De rechtbank is van oordeel dat deze overschrijding matiging van de op te leggen straf tot gevolg moet hebben.
De rechtbank acht, alles afwegende, en gelet op wat in vergelijkbare gevallen doorgaans wordt opgelegd, in beginsel een onvoorwaardelijke gevangenisstraf passend. In plaats daarvan zal de rechtbank, gelet op de geconstateerde overschrijding van de redelijke termijn, de op te leggen straf matigen tot een geheel voorwaardelijke gevangenisstraf voor de duur van zes maanden met een proeftijd van twee jaar en daarnaast een taakstraf van 240 uur.

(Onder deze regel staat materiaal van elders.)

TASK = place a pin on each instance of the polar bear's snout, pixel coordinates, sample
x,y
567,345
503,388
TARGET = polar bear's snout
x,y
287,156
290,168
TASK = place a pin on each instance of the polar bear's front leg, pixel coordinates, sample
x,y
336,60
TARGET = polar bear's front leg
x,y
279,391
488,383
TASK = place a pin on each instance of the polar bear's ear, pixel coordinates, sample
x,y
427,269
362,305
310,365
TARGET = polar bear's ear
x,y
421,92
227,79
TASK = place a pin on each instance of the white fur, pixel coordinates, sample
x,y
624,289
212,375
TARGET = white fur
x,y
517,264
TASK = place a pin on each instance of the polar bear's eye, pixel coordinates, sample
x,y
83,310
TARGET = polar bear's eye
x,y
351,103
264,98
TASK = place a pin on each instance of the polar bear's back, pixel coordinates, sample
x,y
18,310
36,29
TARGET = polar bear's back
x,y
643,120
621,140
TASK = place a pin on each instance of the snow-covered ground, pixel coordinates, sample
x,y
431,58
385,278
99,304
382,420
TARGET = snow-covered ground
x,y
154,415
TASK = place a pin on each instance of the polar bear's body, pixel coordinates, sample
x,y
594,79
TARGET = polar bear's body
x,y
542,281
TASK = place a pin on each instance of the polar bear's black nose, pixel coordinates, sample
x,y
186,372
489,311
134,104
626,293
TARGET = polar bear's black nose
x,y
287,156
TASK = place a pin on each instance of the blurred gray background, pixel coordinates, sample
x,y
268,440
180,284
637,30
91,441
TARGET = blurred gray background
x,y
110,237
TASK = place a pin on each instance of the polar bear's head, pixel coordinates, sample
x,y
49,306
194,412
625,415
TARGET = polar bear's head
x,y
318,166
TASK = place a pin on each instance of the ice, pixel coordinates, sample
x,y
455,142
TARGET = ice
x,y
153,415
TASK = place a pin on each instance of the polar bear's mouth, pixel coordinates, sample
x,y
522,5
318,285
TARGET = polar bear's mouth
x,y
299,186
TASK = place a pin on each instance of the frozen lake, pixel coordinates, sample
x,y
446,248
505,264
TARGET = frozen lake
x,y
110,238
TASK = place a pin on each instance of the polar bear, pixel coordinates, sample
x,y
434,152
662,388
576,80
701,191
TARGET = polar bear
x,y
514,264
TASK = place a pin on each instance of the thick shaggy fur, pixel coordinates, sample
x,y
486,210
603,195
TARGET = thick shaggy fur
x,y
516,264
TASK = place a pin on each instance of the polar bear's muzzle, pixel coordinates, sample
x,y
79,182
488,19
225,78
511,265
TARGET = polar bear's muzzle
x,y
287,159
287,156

De rechtbank acht deze straf passend en geboden.

7.De wettelijke voorschriften

De beslissing berust op de artikelen 9, 14a, 14b, 14c, 22c, 22d, 45, 63 en 287 van het Wetboek van Strafrecht, zoals deze artikelen luidden ten tijde van het bewezenverklaarde.

8.De beslissing

De rechtbank:
Bewezenverklaring
- verklaart het tenlastegelegde bewezen, zodanig als hierboven onder 4.4 is omschreven;
- spreekt verdachte vrij van wat meer of anders is ten laste gelegd;
Strafbaarheid
- verklaart dat het bewezenverklaarde het volgende strafbare feit oplevert:
poging tot doodslag;
- verklaart verdachte strafbaar;
Strafoplegging
- veroordeelt verdachte tot
een gevangenisstraf van 6 (zes) maanden voorwaardelijk met een proeftijd van 2 (twee) jaar;
- bepaalt dat deze straf niet ten uitvoer wordt gelegd, tenzij de rechter tenuitvoerlegging gelast, omdat verdachte voor het einde van de proeftijd de hierna vermelde voorwaarden niet heeft nageleefd;
- stelt als
algemene voorwaardedat verdachte zich voor het einde van de proeftijd niet schuldig maakt aan een strafbaar feit;
- veroordeelt verdachte tot
een taakstraf van 240 (tweehonderdveertig) uur;
- beveelt dat indien verdachte de taakstraf niet naar behoren verricht,
vervangende hechteniszal worden toegepast van
120 (honderdtwintig) dagen.
Dit vonnis is gewezen door mr. G.H. Nomes, voorzitter, mr. M.M. Veldhuizen en
mr. H. Skalonjic, rechters, in tegenwoordigheid van mr. C.E.A.M. van der Ven - van de Riet, griffier, en is uitgesproken ter openbare zitting op 25 augustus 2023.
Mr. Veldhuizen is niet in de gelegenheid dit vonnis mede te ondertekenen.